Apart from seeing some amazing sites, I also got to go snorkelling for the first, saw the first sting ray that swam pretty close to my foot enough for me to take a step back and get my foot cut on coral, oh, and, getting my foot cut on coral. (Psych!)
What I loved most about my first trip what how I found myself - I hold my self up pretty well, and boy, I'm amazed (at this point I'm nodding my heading, too). I also realised that people are more the same than they are different, and it's what great writers say to literature students, to get that sense of things you have to, at some point, immerse yourself in their life, but be careful so as not to lose yourself completely. I can now see why that was said. It's an almost immersive kind of magic potion that won't let go of its hold on you.

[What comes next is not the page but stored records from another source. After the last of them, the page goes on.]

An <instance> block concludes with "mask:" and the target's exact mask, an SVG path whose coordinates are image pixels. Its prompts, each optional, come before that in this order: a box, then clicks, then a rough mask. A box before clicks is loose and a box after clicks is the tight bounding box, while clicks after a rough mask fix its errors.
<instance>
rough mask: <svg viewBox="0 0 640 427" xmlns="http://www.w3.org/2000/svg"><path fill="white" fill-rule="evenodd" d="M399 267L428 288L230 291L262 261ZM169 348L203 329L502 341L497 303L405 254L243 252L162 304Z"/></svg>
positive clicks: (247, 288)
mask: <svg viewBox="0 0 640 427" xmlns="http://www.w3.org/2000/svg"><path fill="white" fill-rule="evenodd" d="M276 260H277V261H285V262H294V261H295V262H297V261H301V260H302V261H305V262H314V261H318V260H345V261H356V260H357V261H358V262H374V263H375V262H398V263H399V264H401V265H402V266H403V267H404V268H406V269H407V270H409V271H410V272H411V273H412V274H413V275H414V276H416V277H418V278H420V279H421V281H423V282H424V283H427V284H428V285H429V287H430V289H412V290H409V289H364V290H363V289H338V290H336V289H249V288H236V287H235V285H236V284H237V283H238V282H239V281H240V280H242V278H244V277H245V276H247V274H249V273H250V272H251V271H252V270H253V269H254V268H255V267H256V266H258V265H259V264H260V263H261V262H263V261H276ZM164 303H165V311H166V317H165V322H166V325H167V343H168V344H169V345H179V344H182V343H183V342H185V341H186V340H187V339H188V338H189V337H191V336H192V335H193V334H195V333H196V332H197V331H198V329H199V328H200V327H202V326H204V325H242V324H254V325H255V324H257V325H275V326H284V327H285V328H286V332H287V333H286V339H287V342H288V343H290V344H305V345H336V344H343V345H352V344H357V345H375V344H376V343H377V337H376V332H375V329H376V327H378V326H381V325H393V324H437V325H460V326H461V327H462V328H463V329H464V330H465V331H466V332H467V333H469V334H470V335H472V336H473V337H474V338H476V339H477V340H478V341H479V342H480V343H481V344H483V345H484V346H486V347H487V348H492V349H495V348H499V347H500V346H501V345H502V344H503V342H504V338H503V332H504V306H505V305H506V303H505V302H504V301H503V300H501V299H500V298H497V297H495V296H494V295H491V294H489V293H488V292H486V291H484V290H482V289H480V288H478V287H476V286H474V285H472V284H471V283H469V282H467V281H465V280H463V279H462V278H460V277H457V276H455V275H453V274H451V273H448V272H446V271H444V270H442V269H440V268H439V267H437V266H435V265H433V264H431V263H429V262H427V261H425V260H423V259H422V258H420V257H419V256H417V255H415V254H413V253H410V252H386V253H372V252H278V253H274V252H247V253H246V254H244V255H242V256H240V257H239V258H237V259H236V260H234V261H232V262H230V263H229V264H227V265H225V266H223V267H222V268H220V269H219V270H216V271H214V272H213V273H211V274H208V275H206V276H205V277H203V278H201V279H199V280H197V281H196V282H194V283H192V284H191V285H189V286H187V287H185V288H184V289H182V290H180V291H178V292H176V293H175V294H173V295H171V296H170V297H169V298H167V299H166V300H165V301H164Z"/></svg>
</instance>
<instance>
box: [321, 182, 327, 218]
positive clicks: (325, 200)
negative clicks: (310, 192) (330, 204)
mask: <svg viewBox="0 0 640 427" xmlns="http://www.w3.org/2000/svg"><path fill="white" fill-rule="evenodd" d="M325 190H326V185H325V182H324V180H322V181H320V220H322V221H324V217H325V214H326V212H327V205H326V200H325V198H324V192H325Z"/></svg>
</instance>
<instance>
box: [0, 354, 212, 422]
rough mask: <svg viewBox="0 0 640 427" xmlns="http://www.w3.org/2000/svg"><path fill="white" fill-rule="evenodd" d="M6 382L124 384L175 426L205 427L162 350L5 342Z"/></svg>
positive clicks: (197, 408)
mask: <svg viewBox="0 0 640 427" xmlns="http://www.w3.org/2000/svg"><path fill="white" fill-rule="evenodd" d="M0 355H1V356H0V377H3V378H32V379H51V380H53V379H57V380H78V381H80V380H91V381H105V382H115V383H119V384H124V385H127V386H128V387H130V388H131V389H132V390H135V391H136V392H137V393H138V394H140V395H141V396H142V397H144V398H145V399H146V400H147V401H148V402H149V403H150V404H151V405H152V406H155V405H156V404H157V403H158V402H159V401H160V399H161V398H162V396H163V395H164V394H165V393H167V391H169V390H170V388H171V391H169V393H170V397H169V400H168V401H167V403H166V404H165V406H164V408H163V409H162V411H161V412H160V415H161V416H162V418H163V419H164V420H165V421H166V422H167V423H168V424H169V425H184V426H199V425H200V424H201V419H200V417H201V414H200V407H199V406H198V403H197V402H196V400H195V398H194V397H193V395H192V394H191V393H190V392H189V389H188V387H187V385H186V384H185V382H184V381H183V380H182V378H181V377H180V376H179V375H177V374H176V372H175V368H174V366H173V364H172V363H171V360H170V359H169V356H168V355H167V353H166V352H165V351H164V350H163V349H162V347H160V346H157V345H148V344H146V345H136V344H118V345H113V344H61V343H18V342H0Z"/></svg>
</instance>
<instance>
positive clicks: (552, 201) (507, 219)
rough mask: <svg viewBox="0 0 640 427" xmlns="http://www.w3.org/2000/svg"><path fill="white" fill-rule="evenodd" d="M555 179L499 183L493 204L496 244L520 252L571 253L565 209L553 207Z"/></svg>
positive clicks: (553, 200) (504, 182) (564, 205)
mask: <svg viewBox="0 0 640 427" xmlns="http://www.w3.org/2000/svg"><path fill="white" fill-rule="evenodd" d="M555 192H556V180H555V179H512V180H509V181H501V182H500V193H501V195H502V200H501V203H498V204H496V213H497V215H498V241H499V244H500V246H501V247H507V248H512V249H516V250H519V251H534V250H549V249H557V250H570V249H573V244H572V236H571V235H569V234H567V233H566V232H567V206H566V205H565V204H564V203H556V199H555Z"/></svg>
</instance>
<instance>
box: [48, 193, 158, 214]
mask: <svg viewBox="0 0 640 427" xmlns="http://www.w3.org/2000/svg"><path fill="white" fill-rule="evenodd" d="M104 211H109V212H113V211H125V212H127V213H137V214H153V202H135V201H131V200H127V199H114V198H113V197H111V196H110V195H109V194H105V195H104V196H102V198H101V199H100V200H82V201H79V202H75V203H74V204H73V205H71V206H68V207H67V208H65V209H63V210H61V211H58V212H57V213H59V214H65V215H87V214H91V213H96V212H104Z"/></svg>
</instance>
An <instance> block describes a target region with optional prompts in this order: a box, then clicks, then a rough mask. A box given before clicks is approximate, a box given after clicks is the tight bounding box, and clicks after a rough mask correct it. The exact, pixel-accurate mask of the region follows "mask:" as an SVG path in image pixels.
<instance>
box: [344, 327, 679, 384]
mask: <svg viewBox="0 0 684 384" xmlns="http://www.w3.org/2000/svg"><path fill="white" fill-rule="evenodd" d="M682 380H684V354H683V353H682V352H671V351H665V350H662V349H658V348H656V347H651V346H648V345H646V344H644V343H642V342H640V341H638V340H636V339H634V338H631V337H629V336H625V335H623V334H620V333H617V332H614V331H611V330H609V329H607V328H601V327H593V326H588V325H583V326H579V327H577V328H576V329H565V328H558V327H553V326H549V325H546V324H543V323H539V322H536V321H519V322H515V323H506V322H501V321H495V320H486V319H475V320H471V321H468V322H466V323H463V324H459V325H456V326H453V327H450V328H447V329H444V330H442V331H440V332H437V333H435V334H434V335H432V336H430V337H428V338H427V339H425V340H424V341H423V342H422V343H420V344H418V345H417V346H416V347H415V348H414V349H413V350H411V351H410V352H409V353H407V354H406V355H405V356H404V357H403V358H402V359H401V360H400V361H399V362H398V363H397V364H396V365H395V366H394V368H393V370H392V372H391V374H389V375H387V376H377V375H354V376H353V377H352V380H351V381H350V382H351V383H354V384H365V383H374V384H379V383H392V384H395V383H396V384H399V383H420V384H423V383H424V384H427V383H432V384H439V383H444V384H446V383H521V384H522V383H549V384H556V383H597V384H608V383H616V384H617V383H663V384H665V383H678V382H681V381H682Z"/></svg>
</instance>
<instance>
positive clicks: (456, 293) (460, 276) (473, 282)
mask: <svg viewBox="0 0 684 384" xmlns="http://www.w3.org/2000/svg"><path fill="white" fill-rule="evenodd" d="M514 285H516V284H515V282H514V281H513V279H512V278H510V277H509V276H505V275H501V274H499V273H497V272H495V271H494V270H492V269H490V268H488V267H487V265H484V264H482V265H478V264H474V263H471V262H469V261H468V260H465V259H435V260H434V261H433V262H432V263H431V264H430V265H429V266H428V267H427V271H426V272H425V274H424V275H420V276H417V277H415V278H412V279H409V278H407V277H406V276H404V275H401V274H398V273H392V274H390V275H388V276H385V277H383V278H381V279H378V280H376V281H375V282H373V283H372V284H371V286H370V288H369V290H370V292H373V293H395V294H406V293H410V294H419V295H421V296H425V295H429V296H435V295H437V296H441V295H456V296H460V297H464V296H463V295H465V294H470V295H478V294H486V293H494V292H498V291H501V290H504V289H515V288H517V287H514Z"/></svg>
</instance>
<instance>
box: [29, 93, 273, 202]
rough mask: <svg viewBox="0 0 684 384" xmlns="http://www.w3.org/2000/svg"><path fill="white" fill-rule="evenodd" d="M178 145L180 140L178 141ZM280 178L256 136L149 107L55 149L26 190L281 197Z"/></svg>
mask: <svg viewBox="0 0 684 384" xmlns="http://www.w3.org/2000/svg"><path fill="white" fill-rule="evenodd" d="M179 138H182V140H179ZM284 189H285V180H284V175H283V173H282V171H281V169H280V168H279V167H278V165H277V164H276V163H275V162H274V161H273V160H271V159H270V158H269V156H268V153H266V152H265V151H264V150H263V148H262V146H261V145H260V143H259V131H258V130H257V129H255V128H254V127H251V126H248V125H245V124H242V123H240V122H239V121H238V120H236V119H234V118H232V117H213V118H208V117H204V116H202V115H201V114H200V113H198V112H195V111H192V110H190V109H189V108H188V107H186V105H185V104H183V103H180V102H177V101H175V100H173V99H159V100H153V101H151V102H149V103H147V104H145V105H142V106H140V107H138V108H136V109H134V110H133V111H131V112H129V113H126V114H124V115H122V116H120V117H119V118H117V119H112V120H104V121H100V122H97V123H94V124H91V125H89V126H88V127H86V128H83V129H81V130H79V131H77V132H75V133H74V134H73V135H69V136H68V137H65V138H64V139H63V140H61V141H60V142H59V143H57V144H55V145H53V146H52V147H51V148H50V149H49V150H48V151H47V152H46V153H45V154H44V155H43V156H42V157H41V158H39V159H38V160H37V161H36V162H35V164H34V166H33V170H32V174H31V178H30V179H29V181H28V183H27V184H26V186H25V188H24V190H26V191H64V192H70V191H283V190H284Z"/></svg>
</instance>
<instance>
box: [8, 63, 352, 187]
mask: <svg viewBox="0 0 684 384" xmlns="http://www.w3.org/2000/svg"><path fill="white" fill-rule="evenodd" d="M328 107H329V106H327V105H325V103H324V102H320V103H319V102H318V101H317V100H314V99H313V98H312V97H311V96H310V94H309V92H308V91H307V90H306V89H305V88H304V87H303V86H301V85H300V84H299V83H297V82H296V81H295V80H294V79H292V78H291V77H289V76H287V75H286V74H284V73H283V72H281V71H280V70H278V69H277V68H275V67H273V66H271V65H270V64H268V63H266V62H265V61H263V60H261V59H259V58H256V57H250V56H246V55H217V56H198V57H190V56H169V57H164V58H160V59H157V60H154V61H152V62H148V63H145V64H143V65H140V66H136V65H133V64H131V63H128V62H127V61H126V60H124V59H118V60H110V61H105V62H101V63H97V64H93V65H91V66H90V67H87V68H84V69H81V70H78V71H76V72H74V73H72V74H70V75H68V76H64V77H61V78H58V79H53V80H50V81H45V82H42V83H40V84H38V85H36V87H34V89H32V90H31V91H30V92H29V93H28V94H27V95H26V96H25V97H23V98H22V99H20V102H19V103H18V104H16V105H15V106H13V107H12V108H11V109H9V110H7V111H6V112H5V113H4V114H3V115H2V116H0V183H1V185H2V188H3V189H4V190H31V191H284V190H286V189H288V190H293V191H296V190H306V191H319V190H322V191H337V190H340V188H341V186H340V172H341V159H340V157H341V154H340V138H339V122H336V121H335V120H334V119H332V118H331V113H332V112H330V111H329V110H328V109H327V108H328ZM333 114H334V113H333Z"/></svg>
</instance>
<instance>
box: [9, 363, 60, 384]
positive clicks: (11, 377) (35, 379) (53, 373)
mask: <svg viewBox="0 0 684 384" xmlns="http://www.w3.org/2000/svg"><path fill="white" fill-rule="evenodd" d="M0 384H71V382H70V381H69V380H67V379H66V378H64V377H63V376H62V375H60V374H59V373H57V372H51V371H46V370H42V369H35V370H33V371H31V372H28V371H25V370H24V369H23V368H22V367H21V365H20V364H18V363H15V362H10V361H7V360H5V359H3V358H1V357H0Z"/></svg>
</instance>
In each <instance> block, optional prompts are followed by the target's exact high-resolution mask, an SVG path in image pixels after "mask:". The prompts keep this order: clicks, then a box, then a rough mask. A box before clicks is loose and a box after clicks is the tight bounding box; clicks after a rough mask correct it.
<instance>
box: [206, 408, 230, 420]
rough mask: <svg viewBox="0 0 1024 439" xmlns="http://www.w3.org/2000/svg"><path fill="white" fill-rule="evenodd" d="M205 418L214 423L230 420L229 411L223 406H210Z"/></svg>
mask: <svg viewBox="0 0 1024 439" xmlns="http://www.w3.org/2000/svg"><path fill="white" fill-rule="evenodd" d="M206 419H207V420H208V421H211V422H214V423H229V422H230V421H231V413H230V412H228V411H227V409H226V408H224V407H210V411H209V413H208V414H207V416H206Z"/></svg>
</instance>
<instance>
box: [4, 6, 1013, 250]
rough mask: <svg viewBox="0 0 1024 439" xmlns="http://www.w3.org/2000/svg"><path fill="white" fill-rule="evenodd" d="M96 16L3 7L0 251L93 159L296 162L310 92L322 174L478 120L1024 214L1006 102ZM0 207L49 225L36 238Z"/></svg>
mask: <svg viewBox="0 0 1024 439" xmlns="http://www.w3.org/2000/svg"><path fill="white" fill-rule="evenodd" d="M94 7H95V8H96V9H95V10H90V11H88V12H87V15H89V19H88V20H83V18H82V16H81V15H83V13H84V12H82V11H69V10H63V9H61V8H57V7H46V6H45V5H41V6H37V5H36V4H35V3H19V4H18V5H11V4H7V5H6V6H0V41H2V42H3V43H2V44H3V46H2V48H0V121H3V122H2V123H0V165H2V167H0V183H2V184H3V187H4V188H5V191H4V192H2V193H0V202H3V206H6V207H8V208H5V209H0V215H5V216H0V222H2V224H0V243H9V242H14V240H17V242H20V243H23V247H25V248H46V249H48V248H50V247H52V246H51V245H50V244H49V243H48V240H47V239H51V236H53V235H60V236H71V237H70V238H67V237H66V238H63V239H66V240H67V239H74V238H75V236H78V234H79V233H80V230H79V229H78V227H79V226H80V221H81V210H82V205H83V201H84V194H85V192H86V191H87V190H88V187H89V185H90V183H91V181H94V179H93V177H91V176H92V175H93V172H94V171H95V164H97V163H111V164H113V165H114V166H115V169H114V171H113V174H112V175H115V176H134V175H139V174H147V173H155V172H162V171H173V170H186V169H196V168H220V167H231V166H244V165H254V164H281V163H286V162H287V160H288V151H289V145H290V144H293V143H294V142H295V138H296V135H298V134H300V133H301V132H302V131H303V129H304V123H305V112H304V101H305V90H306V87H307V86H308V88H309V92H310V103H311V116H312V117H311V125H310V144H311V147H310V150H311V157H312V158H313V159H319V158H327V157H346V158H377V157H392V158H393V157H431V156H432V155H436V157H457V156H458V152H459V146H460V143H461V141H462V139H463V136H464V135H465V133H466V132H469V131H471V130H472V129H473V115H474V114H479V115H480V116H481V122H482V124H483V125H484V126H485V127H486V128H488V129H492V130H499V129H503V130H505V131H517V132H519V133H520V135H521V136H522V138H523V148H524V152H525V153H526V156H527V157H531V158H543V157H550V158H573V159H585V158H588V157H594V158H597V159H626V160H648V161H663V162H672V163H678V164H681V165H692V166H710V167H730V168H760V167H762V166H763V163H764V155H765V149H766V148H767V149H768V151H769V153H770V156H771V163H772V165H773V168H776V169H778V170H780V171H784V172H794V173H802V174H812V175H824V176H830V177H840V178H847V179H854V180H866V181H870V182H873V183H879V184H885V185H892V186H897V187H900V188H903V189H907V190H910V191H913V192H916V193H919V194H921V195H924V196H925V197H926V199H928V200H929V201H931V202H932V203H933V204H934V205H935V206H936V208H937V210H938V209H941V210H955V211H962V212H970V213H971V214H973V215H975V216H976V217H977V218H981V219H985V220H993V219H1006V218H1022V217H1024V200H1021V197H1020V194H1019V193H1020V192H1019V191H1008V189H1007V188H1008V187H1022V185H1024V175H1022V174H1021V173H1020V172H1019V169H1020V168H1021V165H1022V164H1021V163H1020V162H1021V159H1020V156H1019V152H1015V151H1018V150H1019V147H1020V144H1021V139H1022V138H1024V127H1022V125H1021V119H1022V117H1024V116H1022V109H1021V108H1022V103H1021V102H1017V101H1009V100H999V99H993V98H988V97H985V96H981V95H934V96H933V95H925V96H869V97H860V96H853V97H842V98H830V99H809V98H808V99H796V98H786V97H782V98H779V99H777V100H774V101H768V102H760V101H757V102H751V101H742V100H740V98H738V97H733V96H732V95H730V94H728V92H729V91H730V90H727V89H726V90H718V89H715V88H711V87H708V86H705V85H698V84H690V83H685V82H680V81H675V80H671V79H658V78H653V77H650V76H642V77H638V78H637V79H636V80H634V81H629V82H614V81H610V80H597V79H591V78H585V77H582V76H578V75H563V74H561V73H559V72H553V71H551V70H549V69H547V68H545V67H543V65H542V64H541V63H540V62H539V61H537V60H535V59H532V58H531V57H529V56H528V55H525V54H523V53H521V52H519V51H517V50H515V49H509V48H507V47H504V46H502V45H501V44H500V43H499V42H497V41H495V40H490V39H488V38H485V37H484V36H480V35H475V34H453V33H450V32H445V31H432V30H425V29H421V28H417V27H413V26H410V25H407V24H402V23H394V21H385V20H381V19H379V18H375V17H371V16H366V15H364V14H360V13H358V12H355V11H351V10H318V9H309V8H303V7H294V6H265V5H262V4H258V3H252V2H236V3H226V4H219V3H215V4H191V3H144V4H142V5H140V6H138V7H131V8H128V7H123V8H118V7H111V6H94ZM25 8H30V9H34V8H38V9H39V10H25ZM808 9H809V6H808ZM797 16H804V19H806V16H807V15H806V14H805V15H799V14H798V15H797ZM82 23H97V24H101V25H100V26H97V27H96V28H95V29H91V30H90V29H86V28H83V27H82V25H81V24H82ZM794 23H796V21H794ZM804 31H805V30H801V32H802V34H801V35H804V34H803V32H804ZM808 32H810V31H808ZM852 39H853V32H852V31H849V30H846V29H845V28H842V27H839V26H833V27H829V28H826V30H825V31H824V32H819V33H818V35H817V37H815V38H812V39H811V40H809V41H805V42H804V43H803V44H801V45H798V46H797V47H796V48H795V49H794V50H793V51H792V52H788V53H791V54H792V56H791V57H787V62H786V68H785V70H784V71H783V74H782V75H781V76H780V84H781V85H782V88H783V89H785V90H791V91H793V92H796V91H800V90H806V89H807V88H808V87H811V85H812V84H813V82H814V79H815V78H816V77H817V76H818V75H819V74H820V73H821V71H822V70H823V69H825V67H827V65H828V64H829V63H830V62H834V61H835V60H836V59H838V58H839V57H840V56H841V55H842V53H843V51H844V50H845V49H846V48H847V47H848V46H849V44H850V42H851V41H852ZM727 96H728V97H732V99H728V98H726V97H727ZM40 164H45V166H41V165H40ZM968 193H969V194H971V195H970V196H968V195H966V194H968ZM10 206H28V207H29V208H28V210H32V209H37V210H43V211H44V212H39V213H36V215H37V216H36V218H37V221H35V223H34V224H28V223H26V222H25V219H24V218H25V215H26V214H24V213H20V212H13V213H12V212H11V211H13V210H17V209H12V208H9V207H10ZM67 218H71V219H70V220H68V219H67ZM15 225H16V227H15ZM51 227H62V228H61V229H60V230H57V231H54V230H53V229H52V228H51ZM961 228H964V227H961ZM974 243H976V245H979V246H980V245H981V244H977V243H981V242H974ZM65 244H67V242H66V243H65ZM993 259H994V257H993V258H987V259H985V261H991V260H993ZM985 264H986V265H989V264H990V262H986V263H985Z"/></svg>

That said, I also learnt that first trips abroad aren't all they're cracked up to be. Sure, good company matters, but what also matters is to stop making things bigger than what they are, in your head. Any trip's going to be the best as long as you're able to lose yourself in that moment. My constant fretting didn't make me anymore zen, I assure you.
I did come back with a changed outlook on things, I was much calmer, and felt a more Buddha-version of myself than before. I realised that the only reason we do things is not to 'unlock rewards,' but to unlock our feeling, and just be happy. The funny part is, it took all that time and space away from home to realise that what you seek can be found anywhere and that travel is just one of those things that get you happiness.
What I hated was all the things I let get inside my head before. I have all those hours of journey to thank for that perspective.
Soon enough, happier still, I broke into my first bite of Rajma chawal and that's when I realised I was truly home.